Christoph Kühn a donc interrogé les Pénans, ceux qui ont connu de près ou de loin l’écologiste suisse. A leurs témoignages candides se mêlent les échos d’une Malaisie citadine emmenée, notamment, par la voix d’un journaliste autochtone qui dit avoir fait de Manser une légende.

S’y ajoute le regard quelque peu méfiant des médias suisses: Manser éclairé par les caméras de nos télévisons alors qu’il observait une grève de la faim devant le Palais fédéral à Berne. Trente six jours de jeûne salvateur, au profit des Pénans.

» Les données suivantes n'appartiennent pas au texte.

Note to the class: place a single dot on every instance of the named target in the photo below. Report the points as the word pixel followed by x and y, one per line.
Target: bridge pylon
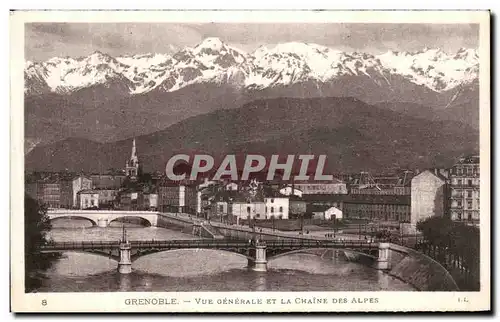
pixel 125 263
pixel 259 262
pixel 383 260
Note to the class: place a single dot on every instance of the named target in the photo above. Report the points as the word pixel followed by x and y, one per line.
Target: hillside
pixel 354 135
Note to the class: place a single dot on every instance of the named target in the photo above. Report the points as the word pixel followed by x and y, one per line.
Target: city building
pixel 107 181
pixel 324 200
pixel 231 186
pixel 290 190
pixel 74 186
pixel 429 195
pixel 46 192
pixel 177 198
pixel 364 183
pixel 276 207
pixel 107 198
pixel 325 212
pixel 149 201
pixel 241 209
pixel 297 207
pixel 129 200
pixel 335 186
pixel 391 208
pixel 132 165
pixel 88 199
pixel 464 190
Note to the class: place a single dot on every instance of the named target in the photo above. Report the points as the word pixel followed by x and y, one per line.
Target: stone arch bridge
pixel 103 218
pixel 257 253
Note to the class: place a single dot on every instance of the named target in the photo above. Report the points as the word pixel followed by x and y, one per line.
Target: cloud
pixel 45 40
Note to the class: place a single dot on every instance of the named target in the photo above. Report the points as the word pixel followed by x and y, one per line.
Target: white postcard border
pixel 116 301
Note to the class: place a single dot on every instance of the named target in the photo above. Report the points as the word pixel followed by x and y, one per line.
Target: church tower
pixel 132 165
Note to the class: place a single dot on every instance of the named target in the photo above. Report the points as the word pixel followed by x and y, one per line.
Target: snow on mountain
pixel 434 68
pixel 284 64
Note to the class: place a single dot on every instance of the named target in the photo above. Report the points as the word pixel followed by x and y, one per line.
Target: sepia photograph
pixel 303 164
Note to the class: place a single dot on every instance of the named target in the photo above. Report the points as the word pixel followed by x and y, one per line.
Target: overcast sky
pixel 46 40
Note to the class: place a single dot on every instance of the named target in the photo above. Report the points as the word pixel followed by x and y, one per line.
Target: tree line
pixel 456 246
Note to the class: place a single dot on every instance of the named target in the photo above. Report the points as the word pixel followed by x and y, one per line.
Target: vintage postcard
pixel 250 161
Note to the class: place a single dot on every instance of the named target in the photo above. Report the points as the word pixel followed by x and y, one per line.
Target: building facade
pixel 291 191
pixel 107 198
pixel 177 198
pixel 464 190
pixel 132 164
pixel 390 208
pixel 107 181
pixel 429 196
pixel 276 207
pixel 88 199
pixel 331 188
pixel 326 213
pixel 46 193
pixel 247 210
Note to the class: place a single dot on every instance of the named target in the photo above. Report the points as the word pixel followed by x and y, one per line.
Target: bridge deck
pixel 215 244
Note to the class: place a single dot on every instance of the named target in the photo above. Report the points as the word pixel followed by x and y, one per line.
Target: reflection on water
pixel 202 270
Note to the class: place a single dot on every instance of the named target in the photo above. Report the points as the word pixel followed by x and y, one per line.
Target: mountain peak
pixel 213 43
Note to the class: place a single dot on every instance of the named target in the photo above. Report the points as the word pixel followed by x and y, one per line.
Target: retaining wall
pixel 419 270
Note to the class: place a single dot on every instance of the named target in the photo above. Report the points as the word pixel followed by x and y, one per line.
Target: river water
pixel 198 270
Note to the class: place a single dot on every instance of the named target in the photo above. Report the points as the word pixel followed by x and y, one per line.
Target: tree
pixel 36 226
pixel 454 240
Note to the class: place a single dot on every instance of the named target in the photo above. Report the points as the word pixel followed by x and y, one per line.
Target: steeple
pixel 133 156
pixel 132 165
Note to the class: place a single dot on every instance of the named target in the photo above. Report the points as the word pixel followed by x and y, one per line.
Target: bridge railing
pixel 211 243
pixel 80 244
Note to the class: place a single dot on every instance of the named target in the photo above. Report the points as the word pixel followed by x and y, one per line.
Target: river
pixel 198 270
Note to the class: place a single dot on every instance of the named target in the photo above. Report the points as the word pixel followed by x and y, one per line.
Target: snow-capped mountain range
pixel 213 61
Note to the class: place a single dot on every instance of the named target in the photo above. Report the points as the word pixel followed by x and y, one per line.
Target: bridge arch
pixel 314 251
pixel 142 254
pixel 114 257
pixel 142 218
pixel 81 217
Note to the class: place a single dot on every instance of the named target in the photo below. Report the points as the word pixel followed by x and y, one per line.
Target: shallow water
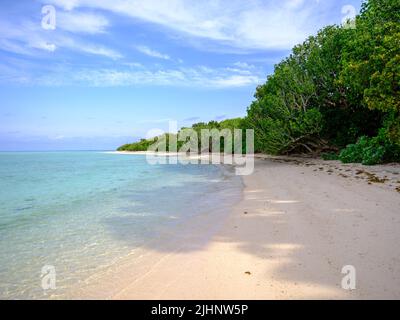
pixel 82 212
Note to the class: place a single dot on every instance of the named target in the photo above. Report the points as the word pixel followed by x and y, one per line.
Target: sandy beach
pixel 299 222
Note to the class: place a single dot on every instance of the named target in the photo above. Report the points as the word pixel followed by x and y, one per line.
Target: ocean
pixel 82 212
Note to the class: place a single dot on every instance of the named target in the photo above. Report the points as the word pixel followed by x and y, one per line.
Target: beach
pixel 299 222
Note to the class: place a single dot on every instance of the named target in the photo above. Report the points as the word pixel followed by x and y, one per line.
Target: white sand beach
pixel 299 222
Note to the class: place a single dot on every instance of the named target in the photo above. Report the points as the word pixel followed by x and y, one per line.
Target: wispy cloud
pixel 152 53
pixel 29 38
pixel 78 22
pixel 197 76
pixel 275 24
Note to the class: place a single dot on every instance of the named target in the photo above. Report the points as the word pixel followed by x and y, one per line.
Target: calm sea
pixel 82 212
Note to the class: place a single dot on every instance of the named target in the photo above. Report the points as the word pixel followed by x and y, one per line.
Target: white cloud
pixel 253 24
pixel 28 38
pixel 82 22
pixel 199 77
pixel 152 53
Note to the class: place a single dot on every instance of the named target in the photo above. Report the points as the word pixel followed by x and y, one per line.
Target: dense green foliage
pixel 230 124
pixel 340 87
pixel 339 90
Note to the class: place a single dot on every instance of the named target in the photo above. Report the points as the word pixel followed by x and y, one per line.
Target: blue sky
pixel 113 69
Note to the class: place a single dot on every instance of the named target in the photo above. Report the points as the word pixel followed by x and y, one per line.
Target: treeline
pixel 337 94
pixel 229 124
pixel 339 90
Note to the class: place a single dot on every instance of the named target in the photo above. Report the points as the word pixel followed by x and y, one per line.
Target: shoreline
pixel 289 237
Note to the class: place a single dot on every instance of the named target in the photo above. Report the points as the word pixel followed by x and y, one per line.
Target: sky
pixel 94 74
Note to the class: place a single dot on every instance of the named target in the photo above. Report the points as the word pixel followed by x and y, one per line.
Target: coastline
pixel 289 236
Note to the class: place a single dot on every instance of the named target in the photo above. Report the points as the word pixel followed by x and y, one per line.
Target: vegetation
pixel 230 124
pixel 337 94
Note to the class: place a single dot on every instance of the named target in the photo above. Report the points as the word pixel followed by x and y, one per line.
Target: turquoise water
pixel 83 211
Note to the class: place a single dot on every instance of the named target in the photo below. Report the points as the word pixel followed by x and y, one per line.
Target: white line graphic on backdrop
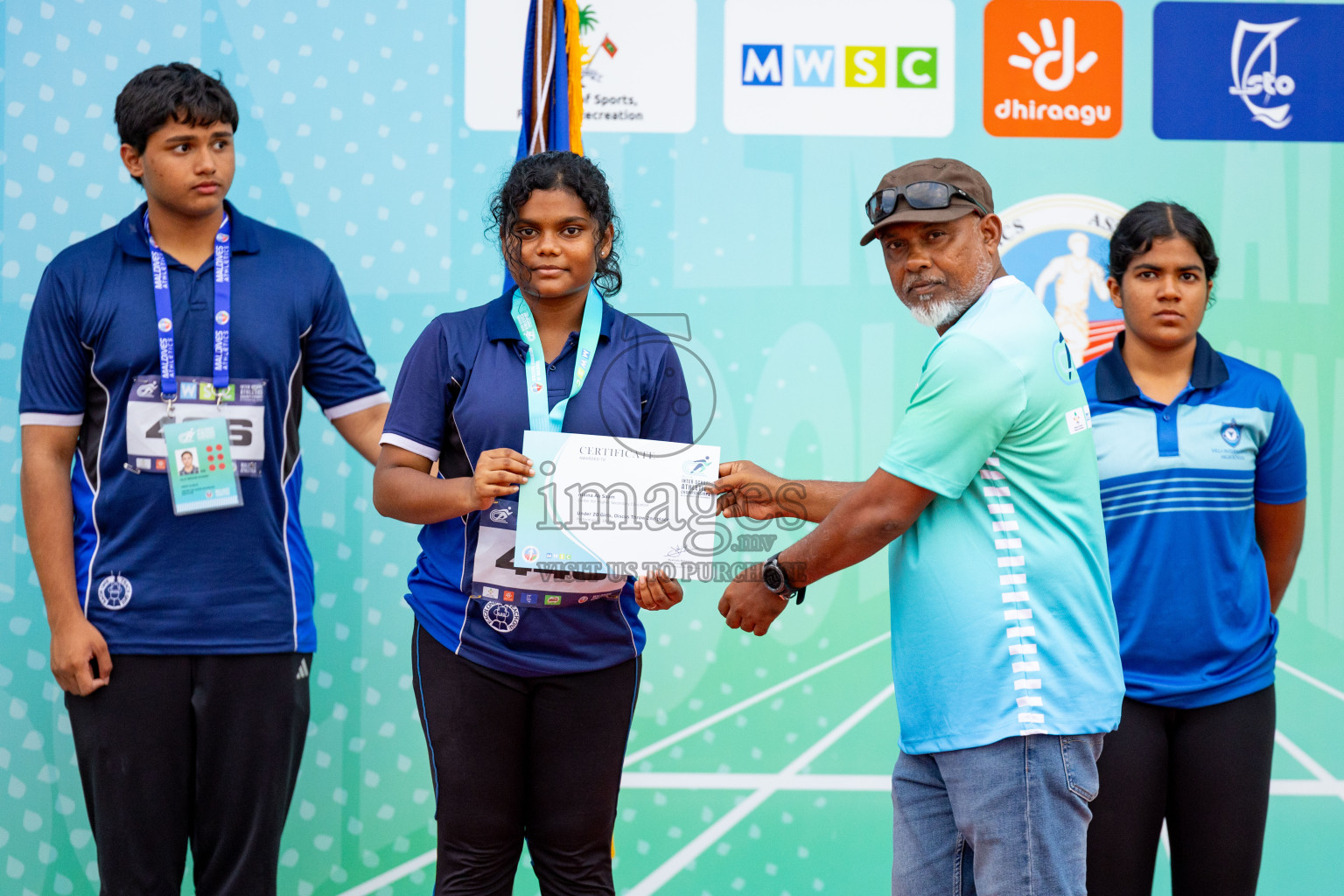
pixel 764 785
pixel 1311 765
pixel 1314 682
pixel 711 835
pixel 750 702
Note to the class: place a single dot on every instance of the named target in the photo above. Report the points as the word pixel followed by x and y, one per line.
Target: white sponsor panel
pixel 848 67
pixel 639 65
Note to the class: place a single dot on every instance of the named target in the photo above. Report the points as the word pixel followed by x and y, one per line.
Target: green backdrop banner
pixel 378 132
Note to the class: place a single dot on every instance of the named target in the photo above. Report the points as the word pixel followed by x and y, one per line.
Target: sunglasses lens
pixel 929 193
pixel 880 205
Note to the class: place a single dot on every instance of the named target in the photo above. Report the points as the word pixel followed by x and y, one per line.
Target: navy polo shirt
pixel 1179 485
pixel 237 580
pixel 463 389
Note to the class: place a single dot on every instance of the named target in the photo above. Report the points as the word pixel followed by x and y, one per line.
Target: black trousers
pixel 191 748
pixel 1206 771
pixel 518 758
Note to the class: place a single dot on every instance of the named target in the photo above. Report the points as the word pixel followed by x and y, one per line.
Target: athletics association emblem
pixel 115 592
pixel 1060 246
pixel 501 617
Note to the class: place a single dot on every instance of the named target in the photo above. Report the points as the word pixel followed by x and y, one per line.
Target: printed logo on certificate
pixel 617 507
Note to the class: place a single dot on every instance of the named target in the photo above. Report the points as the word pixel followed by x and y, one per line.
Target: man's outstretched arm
pixel 747 491
pixel 869 517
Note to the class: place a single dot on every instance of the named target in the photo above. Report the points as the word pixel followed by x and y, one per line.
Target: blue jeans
pixel 1008 818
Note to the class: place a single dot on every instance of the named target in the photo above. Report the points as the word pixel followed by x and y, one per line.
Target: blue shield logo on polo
pixel 501 617
pixel 1248 72
pixel 115 592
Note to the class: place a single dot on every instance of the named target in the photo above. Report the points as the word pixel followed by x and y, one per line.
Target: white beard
pixel 945 311
pixel 935 313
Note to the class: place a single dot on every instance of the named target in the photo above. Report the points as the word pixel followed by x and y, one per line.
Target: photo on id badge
pixel 202 474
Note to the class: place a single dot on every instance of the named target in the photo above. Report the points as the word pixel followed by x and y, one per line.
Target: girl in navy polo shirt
pixel 1203 485
pixel 526 685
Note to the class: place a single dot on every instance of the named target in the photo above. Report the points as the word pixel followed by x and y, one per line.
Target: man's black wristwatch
pixel 776 579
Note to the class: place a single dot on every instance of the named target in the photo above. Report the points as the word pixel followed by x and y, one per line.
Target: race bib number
pixel 241 407
pixel 507 589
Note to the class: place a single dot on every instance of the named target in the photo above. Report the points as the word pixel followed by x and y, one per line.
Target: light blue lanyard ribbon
pixel 163 311
pixel 538 396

Du film, se dégage finalement le visage d’un homme qui accomplit sa mission d’écologiste comme un sacerdoce. On est loin ici de l’agitation qui anime les Verts de tout poil. On se rapproche plutôt de l’image d’un ascète qui chercha obstinément le dépouillement sur terre et le paya cher.

swissinfo, Ghania Adamo

«Bruno Manser-Laki Penan», film documentaire de Christoph Kühn, dans les salles suisses.

Bruno Manser est né le 24 août 1954 à Bâle.

Après sa scolarité, il travaille pendant plusieurs années dans les alpages suisses, s’intéresse aux remèdes naturels et à la spéléologie.

Animé par le désir de vivre sans argent, il quitte la Suisse pour l’île de Bornéo à l’âge de 30 ans, traverse l’Etat malaisien du Sarawak.

De 1984 à 1990 il vivra parmi les Pénans en pleine forêt vierge.

De retour en Suisse, il tente de sensibiliser l’opinion publique sur le déboisement de la forêt tropicale du Sarawak et crée en 1992 le Fonds Bruno Manser à Bâle.

Il retournera à plusieurs reprises chez les Pénans, avant de disparaître à Bornéo en l’an 2000, assassiné, suppose-t-on, par les compagnies forestières.